What’s your reaction to Hostess Brands’ initial bankruptcy filing, and then a judge’s order for the company to go back into mediation? Are these two moves unprecedented?
The situation at Hostess is very unusual. Something similar occurred in 1991 at Eastern Airlines, which first had a strike by its unions and then later the company filed for bankruptcy. In both cases a strong union did not feel adequate pressure to compromise. One might argue that this is still a protracted negotiation; that is, a settlement may still be reached. The leverage has decidedly switched over to the management position as a result of their not capitulating to a crippling strike. That is no guarantee that a deal will be reached, but I think the behind-the-headline discussions must have included a request from the union force management back to the table.
What were some of the main problems that initially led to Hostess’ bankruptcy filing? And should this situation still play out, what would the economic impact of potentially thousand of lost jobs?
Many of the problems are work-rule related. For example, the Hostess truck that carries bread is not permitted to also carry cakes. Likewise, a Hostess truck carrying cakes may not carry bread. Forcing the company to have twice as many trucks and drivers is a sure way to push it into bankruptcy. I would expect at this point that if a deal is reached that these arcane rules creating enormous inefficiencies will be relaxed, allowing Hostess to cover its costs and possibly earn a profit.

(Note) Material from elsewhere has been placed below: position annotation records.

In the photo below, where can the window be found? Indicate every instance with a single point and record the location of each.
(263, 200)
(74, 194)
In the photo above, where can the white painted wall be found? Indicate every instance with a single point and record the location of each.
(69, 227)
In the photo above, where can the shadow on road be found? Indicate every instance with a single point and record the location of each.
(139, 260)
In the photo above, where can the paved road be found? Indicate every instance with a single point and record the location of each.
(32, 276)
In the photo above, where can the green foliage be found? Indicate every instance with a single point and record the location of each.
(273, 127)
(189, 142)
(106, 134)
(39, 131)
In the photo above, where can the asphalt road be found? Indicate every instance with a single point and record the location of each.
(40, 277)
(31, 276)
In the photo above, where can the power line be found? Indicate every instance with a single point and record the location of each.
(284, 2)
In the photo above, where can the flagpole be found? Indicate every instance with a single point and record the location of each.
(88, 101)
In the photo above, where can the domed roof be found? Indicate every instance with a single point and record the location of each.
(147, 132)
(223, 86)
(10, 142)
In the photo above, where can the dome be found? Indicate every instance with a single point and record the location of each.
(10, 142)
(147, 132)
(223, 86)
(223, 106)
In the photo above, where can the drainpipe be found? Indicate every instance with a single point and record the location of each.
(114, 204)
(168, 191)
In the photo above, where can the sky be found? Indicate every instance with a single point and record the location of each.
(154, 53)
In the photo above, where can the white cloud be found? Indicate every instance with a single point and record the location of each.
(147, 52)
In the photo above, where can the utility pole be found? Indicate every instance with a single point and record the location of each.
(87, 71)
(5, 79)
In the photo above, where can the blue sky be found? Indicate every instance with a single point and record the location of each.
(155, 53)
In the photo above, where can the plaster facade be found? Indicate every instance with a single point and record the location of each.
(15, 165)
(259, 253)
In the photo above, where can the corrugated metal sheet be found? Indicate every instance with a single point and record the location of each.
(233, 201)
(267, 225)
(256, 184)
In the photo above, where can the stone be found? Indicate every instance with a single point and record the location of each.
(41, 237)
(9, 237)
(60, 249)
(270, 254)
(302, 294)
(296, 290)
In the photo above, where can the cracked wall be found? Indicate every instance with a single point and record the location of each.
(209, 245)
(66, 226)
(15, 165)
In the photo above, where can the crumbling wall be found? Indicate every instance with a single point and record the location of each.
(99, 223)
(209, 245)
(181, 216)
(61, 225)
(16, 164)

Another scenario might be what’s called a 363 sale, in which a bidder buys Hostess’ assets without including the union or its workers in the deal. This is similar to what occurred at both Chrysler and General Motors. In that case, I suspect that a nonunion baker would cherry-pick among the assets and continue production of the most profitable Hostess items at a far lower cost without any diminution in quality.

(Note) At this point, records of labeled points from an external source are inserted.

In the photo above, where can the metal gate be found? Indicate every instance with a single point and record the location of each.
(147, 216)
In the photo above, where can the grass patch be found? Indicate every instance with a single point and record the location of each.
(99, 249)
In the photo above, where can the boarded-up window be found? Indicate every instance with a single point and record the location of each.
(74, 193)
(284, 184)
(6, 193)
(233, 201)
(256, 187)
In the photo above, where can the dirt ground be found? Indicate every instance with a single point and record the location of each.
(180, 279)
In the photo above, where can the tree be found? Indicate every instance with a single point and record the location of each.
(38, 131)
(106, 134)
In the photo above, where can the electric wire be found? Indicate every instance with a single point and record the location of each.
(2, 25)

The impact of these job losses on the economy would be substantial. The lost jobs as a result of the liquidation would be equal to 10 percent of the new jobs created in the entire economy in the month of October. Clearly this would be a setback not just for the affected workers but for the economy as a whole.
So, what will happen to Twinkies? The world needs to know.
I would speculate that no matter what happens, Twinkies and other Hostess brands will survive. Someone will come along and purchase intellectual property, at a minimum, and restart the production of this American iconic food. If this scenario works, I would expect that a great deal of time and energy will be devoted to the question of whether the new Twinkies are equal to the old Twinkies.